Assessment of Auditory and Vestibular Function in Cabin1 Knockout Larval Zebrafish

Jacob Exline, “Assessment of Auditory and Vestibular Function in Cabin1 Knockout Larval Zebrafish”
Mentor: Ava Udvadia, Biological Sciences

The auditory and vestibular systems mediate hearing and balance, respectively, and are critical for an organism’s survival. Cabin1, a gene encoding a calcium-dependent transcriptional repressor, is upregulated during development in neural and neural crest-derived tissues, which include the auditory and vestibular systems. Previous work in our lab suggested that reduced expression of the Cabin1 protein leads to diminished auditory and vestibular function in developing zebrafish. In this study, we test the hypothesis that the cabin1 gene is necessary for proper auditory and vestibular development. Four behavioral assays are performed on zebrafish strains possessing targeted gene knockout mutations in the cabin1 gene. Application of light otic vesicle pressure, or ear touch, elicits an auditory escape response.

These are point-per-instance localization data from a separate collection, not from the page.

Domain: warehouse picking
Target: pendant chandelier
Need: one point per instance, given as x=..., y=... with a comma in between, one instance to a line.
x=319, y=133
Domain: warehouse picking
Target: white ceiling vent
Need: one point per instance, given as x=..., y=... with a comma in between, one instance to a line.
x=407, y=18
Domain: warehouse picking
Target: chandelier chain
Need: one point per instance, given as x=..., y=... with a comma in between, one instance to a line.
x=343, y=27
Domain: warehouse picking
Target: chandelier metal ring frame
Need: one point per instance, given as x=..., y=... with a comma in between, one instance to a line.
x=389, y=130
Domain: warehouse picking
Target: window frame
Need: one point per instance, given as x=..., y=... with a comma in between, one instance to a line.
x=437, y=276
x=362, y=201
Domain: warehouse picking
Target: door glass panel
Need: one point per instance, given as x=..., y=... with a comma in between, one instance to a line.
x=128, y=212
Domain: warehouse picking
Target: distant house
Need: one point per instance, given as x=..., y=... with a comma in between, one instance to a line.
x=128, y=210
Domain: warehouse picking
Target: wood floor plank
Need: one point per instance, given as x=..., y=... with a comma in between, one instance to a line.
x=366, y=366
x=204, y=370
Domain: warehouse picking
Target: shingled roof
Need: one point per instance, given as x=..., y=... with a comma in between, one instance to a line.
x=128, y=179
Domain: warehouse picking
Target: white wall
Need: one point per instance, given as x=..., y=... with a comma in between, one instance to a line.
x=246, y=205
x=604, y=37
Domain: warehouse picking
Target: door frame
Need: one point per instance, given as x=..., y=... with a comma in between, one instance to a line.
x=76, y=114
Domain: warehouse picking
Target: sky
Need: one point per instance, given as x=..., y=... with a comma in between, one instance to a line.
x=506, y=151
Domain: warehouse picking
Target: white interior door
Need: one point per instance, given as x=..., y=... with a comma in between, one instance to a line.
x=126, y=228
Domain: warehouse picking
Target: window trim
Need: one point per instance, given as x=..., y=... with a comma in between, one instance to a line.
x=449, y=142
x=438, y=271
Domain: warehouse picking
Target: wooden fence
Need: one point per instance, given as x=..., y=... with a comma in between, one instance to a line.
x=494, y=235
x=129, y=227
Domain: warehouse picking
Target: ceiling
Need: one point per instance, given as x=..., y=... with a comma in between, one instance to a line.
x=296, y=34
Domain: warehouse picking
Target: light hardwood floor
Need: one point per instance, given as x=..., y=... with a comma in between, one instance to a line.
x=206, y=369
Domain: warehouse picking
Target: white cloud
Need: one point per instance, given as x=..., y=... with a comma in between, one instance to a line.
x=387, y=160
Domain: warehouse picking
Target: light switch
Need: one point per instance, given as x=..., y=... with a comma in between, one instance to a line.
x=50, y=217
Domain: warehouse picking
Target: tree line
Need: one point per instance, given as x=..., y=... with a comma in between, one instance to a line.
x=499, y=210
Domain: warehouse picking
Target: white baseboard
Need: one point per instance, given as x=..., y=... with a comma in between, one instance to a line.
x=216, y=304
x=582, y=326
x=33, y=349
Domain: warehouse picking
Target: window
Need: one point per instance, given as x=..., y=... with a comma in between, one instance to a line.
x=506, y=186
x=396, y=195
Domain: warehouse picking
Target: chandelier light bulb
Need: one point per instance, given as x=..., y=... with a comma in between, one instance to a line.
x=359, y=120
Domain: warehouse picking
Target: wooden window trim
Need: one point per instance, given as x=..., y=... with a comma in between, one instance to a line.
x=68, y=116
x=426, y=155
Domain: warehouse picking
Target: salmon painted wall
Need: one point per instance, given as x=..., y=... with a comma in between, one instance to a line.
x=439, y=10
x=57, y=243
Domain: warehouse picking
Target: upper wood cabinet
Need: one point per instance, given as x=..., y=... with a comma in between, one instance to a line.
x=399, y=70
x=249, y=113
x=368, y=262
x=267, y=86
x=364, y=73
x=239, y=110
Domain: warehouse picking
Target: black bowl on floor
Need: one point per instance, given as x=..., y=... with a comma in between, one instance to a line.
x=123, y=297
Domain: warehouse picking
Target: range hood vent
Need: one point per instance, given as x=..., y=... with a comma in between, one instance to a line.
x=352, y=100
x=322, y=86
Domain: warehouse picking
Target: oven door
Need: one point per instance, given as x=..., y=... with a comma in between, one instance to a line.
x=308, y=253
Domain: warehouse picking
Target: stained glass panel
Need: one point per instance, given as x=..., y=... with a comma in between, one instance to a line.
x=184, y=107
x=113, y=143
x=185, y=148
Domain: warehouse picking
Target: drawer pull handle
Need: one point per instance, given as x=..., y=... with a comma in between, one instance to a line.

Head and tail touches also elicit escape responses, allowing use to distinguish specific deficits in auditory response from more general deficits in the motor activity of cabin1 mutant fish. While conducting our preliminary studies, we discovered two shortcomings in our approach: (1) the head touch control was found to be unreliable in stimulating an escape response, and (2) an oversight was made pertaining to the lateral line of the fish. The head touch frequently failed to elicit a response even in wild type fish, making it difficult to detect deficits in this behavior. The lateral line is an organ that detects particle motion in water, thus eliciting escape responses as the probe perturbs the water while approaching the fish. Here we report on the optimization of protocols that will be used to further investigate the role of cabin1 in auditory and vestibular function.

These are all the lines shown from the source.